Sherwin was the sole CEO of a small public company present at the roundtable, but he wasn’t the only panelist to address the SOX burden on smaller public companies, which have to begin complying with Section 404 next year.

An SEC advisory committee in April recommended establishing a scaled-back regulation for smaller public companies that don’t have the resources to comply with Section 404 requirements in their current form. But panelists pointed out having sound internal controls are important to businesses of all sizes.

The legislation requires management at all public companies to assess their internal controls, and all public companies should be held up to that requirement, said Damon Silvers, associate general counsel of the American Federation of Labor and Congress of Industrial Organizations (AFL-CIO). “On behalf of the individuals, the members of the AFL-CIO’s unions, we would not want any of them to be subject to a pitch to buy the stock of any company whose management could not do so,” Silver said.
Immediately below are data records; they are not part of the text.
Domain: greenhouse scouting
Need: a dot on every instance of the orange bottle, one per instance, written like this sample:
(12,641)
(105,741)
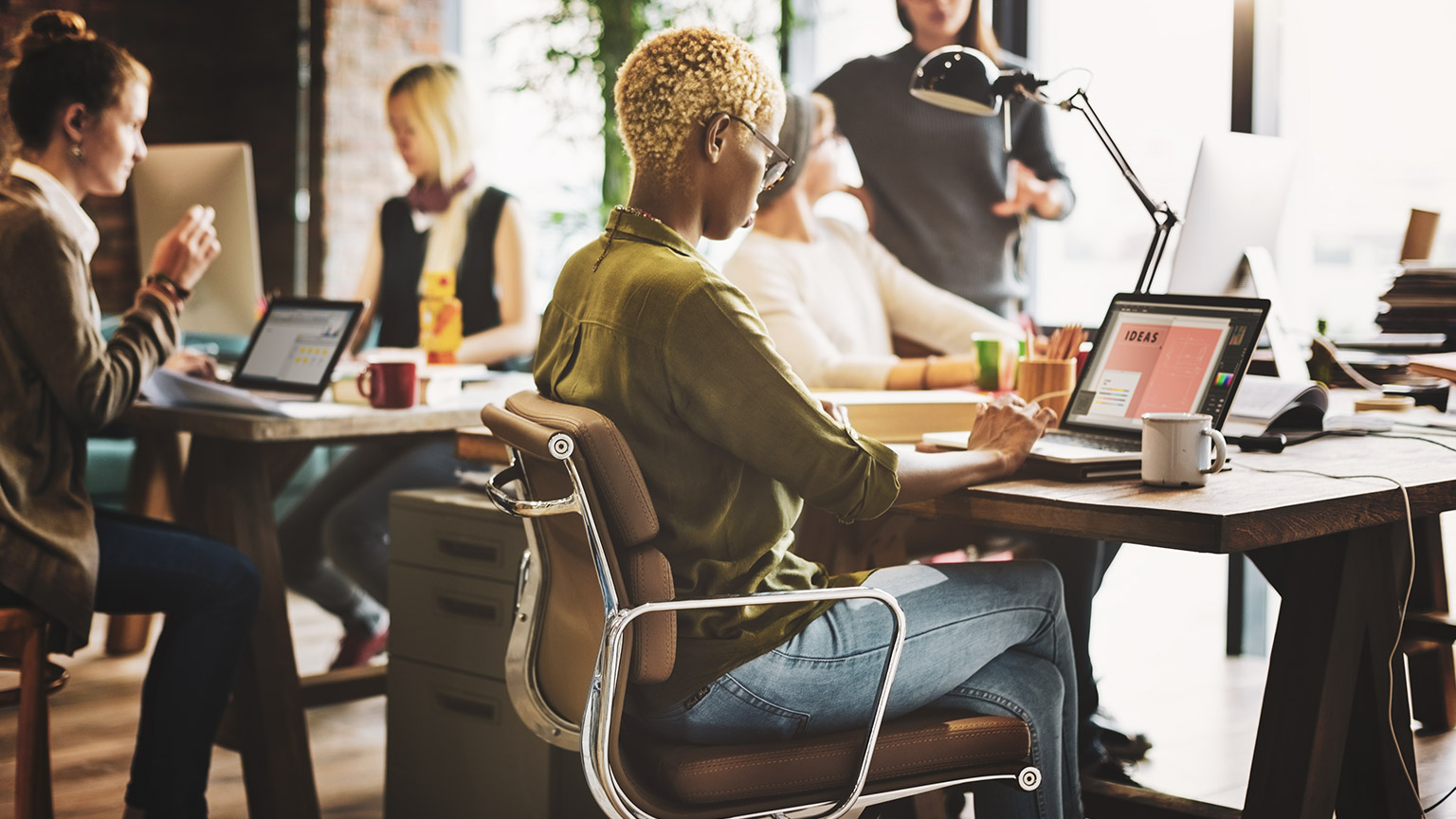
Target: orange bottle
(440,328)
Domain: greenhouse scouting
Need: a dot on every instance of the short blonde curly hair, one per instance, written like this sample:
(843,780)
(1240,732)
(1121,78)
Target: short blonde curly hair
(678,79)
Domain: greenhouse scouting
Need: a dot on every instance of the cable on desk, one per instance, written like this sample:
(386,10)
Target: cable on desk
(1399,628)
(1439,802)
(1415,437)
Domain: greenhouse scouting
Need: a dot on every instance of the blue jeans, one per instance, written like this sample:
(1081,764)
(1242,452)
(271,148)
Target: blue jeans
(336,541)
(209,593)
(988,639)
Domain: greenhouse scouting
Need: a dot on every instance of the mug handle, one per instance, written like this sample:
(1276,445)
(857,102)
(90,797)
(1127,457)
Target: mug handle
(366,385)
(1220,452)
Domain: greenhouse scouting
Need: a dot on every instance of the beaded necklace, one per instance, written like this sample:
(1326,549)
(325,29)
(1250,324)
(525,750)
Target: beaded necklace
(613,235)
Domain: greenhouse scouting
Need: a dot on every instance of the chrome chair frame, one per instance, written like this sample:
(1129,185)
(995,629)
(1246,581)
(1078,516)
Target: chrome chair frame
(592,730)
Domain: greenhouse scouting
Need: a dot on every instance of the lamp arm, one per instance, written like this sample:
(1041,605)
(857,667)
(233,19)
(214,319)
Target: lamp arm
(1160,213)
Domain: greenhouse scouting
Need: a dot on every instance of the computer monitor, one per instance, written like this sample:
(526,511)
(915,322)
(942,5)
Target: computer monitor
(1239,189)
(219,175)
(1230,227)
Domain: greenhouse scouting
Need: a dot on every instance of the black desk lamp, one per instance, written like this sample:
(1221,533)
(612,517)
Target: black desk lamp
(964,79)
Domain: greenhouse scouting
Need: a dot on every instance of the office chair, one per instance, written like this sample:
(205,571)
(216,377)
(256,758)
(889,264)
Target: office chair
(595,610)
(22,647)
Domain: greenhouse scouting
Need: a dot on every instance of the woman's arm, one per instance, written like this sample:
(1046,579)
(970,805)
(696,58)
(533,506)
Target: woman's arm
(999,444)
(520,325)
(367,287)
(44,296)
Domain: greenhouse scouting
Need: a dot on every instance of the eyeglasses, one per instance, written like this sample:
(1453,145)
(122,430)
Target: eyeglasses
(777,165)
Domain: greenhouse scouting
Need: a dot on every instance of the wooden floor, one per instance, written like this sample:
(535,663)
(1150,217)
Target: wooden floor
(1157,646)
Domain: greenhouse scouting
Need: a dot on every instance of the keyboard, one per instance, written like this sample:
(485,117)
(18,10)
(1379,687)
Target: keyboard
(1088,441)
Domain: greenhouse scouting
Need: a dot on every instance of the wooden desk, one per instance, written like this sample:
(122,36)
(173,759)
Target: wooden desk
(1337,551)
(236,465)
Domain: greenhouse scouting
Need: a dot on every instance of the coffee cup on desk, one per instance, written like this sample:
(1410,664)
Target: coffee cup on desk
(1181,449)
(391,385)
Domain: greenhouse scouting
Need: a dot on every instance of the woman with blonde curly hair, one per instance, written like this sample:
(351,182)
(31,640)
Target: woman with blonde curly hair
(643,330)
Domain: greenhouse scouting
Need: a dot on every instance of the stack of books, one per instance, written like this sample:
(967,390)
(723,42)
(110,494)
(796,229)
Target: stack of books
(1421,299)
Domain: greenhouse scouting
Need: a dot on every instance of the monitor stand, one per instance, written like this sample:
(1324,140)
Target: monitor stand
(1257,267)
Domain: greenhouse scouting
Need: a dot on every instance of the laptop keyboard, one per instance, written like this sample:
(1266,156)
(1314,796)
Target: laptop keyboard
(1104,444)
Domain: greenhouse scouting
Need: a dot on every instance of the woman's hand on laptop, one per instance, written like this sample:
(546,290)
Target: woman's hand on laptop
(192,363)
(185,251)
(1008,428)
In addition, large businesses are equally interested in guidance that might alleviate the burden of SOX Section 404. “If you’re going to change something for the small businesses, large businesses here would like to hear about it as well,” said Kimberly Gavaletz, vice president and deputy at Lockheed Martin.
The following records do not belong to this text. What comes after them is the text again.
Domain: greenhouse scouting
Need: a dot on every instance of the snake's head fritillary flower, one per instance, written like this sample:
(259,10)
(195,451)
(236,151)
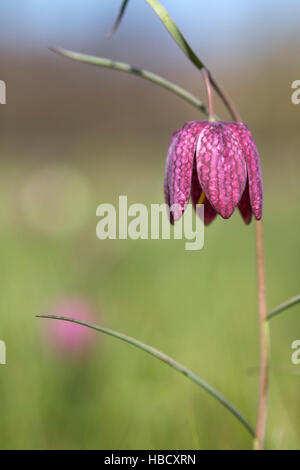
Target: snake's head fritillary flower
(217,164)
(71,339)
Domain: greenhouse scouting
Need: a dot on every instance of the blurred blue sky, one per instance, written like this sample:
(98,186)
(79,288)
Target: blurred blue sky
(234,27)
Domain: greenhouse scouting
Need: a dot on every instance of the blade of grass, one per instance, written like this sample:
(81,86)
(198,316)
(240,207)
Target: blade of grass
(123,67)
(288,304)
(175,32)
(187,50)
(167,360)
(119,19)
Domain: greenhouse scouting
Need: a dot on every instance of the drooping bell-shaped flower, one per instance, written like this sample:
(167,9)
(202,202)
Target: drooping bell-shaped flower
(217,164)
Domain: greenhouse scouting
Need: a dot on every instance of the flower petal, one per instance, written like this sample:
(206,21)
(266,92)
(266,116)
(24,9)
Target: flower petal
(196,191)
(253,167)
(221,167)
(180,166)
(245,206)
(168,170)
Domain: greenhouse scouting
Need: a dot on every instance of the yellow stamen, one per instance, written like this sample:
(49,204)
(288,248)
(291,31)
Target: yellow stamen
(201,198)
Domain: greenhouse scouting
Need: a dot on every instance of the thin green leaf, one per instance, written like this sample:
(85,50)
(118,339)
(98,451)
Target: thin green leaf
(289,303)
(123,67)
(175,32)
(119,19)
(167,360)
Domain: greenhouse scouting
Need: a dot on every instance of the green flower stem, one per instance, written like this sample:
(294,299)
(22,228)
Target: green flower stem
(123,67)
(289,303)
(167,360)
(176,34)
(264,342)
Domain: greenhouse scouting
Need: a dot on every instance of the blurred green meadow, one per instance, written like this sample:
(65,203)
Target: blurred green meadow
(74,137)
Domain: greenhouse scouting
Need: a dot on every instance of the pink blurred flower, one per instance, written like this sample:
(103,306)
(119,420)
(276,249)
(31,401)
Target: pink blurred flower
(71,339)
(217,164)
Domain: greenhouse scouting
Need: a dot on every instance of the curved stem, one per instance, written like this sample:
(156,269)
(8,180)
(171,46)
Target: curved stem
(167,360)
(226,99)
(118,20)
(123,67)
(209,94)
(289,303)
(264,342)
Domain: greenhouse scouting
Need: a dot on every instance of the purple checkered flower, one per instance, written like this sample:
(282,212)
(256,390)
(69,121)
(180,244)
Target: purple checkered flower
(217,164)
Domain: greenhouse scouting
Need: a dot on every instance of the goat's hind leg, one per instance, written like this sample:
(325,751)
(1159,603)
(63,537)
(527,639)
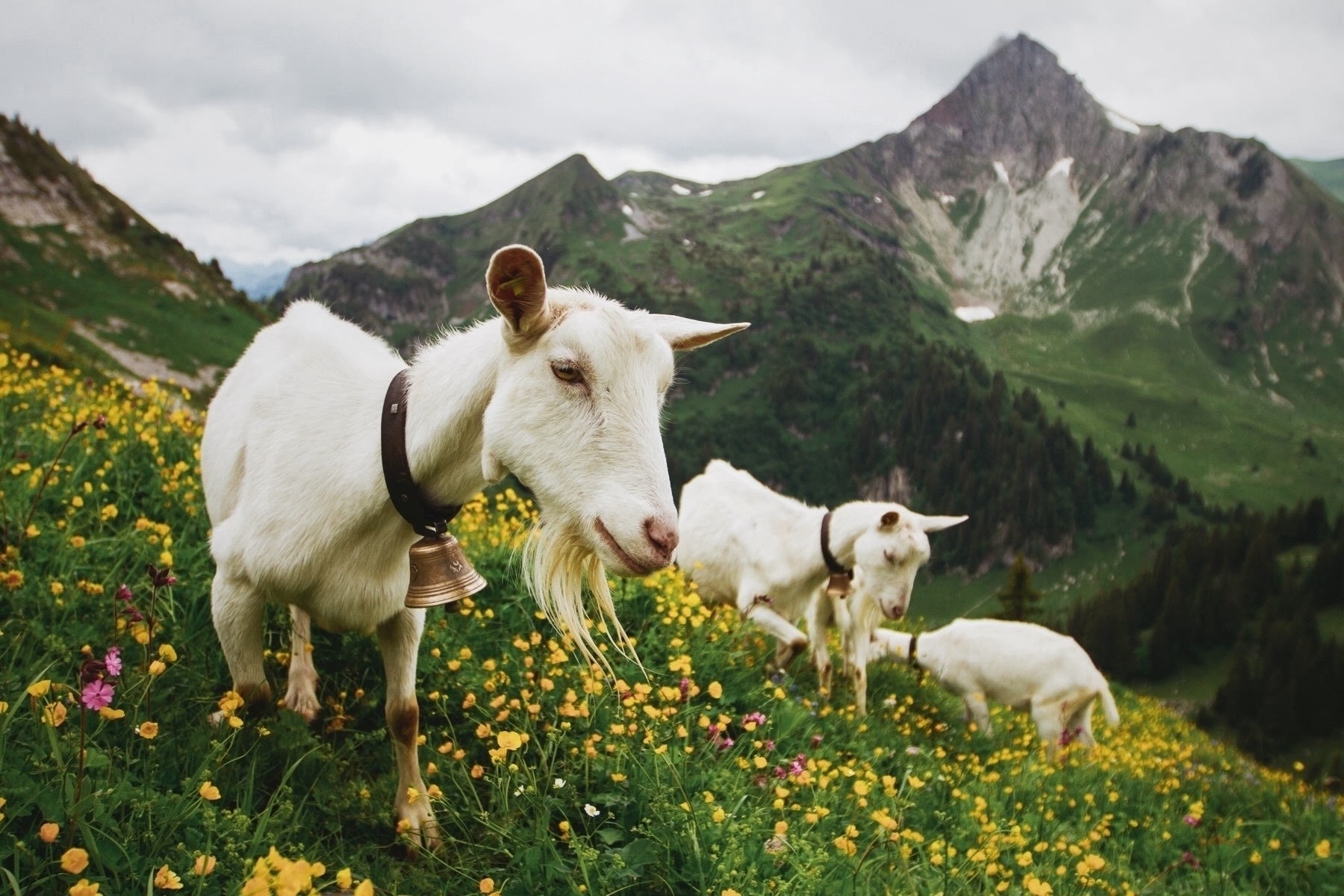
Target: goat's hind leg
(757,608)
(302,691)
(1050,724)
(237,609)
(398,638)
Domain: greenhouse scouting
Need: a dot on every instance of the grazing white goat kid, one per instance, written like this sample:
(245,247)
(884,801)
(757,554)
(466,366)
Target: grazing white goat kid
(771,555)
(564,388)
(1019,664)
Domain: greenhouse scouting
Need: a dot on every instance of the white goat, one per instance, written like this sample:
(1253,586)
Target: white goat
(744,543)
(1019,664)
(564,390)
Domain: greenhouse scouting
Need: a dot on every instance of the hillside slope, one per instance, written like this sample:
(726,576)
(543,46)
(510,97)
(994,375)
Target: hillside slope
(87,280)
(1328,173)
(1191,280)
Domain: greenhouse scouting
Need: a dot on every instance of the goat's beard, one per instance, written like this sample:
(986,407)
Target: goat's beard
(557,561)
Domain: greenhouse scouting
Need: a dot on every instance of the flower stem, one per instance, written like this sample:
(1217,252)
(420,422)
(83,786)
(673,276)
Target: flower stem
(74,428)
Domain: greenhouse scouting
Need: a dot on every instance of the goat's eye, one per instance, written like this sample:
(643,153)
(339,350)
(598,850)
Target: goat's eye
(567,373)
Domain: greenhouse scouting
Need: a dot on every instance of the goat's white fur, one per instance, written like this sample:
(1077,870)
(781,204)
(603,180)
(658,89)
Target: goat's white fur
(746,544)
(290,462)
(1019,664)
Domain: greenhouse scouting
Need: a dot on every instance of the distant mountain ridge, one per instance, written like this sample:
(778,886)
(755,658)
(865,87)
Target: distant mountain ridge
(1189,282)
(87,280)
(257,281)
(1328,173)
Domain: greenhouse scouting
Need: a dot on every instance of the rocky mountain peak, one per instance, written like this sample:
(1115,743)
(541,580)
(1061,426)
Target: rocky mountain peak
(1021,107)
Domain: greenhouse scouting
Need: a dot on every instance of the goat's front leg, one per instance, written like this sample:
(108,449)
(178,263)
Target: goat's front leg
(302,692)
(819,629)
(398,638)
(858,648)
(792,641)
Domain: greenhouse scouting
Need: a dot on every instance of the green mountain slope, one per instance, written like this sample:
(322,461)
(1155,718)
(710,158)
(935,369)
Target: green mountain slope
(87,280)
(1328,173)
(1189,281)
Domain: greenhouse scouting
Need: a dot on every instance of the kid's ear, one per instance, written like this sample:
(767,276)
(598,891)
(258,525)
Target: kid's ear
(517,285)
(685,334)
(940,523)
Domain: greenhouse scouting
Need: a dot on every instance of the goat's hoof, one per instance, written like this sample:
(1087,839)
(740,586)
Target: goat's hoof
(304,702)
(416,821)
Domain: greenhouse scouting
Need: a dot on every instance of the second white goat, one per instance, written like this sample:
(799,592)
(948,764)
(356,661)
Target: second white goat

Large public companies know all too well the cost of compliance. Financial Executives International (FEI) surveyed 274 public companies and found average compliance costs were about $3.8 million in fiscal year 2005. Companies spent an average 22,786 staff hours internally to comply with Section 404 in 2005.

The good news is, companies with two years of compliance under their belts reported that costs dropped an average of 16%, said Colleen Cunningham, president and CEO of FEI.

But that’s not always the case. GE spent about $33 million on Section 404 compliance in 2004, and costs ran about the same in 2005, said Philip Ameen, vice president and comptroller at GE.

While GE’s tally didn’t decline, there are positive outcomes from the legislation. Two years of Section 404 compliance has focused his company on the controls that are most important to GE’s reporting processes, Ameen said. “Overall, on balance, I think the management team, the board of directors and people down in trenches doing the testing are favorably impressed with progress that has been made in the second year of 404.”

FEI’s survey tells a similar story. Among respondents, 44% said financial reports are more reliable, and 33% agreed that compliance with Section 404 has helped prevent or detect fraud, Cunningham said.

But is that enough? No, according to the 85% of FEI survey respondents who believe the costs of SOX compliance still outweigh the benefits.

Despite the challenges, not everyone wants to see the rules or guidance related to Section 404 altered, given the disruption it would cause to ongoing audits.

J. Michael Cook recommended changing as little as possible and only that which is absolutely necessary. “I recognize that if you put out more guidance, there are going to be 10,000 or 15,000 people in a large number of firms that are going to have to be trained in it, figure out what it means,” said Cook, who is audit committee chairman at companies including Burt’s Bees, Comcast and Eli Lilly. “Everything will be in limbo again.”